Stranded American researcher rescued from South Pole

Story highlights

  • Renee-Nicole Douceur suffered a stroke in August at a South Pole research station
  • Douceur has been unable to fly out of the region to receive treatment due to weather conditions
  • Affiliate: A cargo plane evacuated Douceur on Monday
After weeks of waiting, an American researcher who suffered a suspected stroke while working in the South Pole flew out Monday.
Renee-Nicole Douceur, 58, had been stranded at the Amundsen-Scott research station in Antarctica since she fell ill on August 27. She had been unable to leave to receive treatment, due to bad weather and storms that prevent planes from landing during the region's winter period.
The website SaveRenee.org reported Sunday that Douceur will depart from the South Pole on a cargo flight.
On Monday, CNN affiliate TVNZ said she boarded a U.S. Air Force cargo plane.
The New Hampshire woman will first go to McMurdo Station in Antarctica and then to Christchurch, New Zealand, later this week.
Last week, Douceur told CNN she had been pleading for a rescue evacuation flight since her initial stroke but her request was denied.
Raytheon Polar Services -- the company that runs the station for the National Science Foundation -- deemed it too dangerous to send an air rescue crew in, she said.
"While I was devastated that I had a stroke, it was like, oh, my God, it just stymied me...and I cried," Douceur said. " I just didn't know what to do and the doctors basically told me, just go back to my room.".
Raytheon Polar Services told CNN that Douceur's station has a well-trained medical staff that can provide all levels of medical for employees.
Elizabeth Cohen, the senior medical correspondent for CNN, said it wasn't the lack of doctors that was the issue. It was the lack of equipment and a stroke-expert.
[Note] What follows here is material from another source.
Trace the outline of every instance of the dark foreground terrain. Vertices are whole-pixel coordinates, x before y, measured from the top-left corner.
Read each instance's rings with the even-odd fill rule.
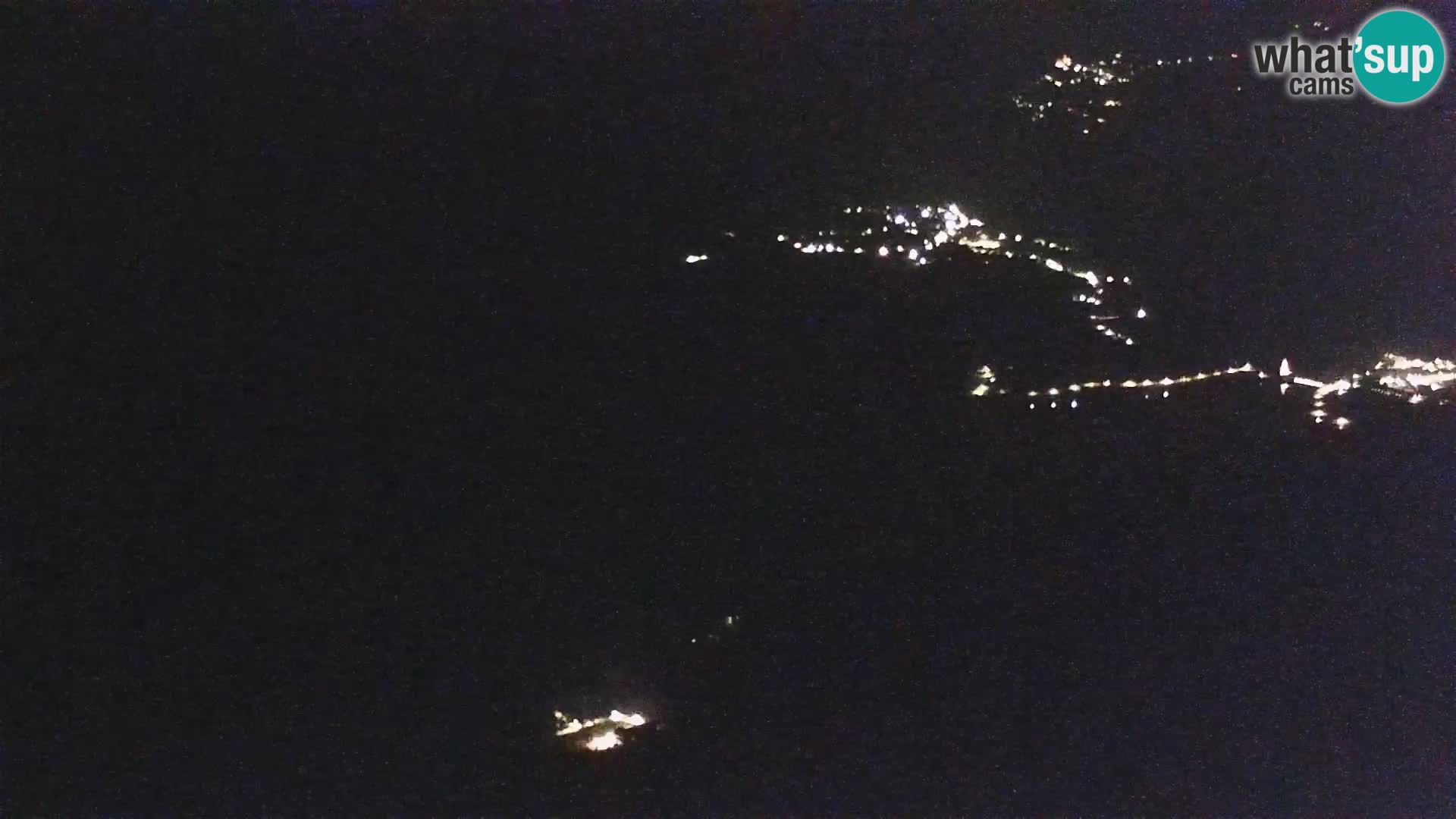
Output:
[[[1450,815],[1449,412],[964,395],[990,337],[1449,354],[1441,109],[1038,143],[1079,29],[1019,7],[15,12],[12,812]],[[1166,358],[954,265],[681,264],[962,195],[1127,259]]]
"In the United States, or New Zealand, where I guess she's hoping to go, they would have stroke experts who would be able to do imaging and see where that stroke was and do rehab specifically designed for that particular location of the brain where the stroke occurred. But they don't have that there," Cohen said last week..
Cohen says Douceur has been doing some basic rehab while at the station, which includes re-learning math.
"This is a nuclear engineer who is having trouble with sixth grade math," Cohen said.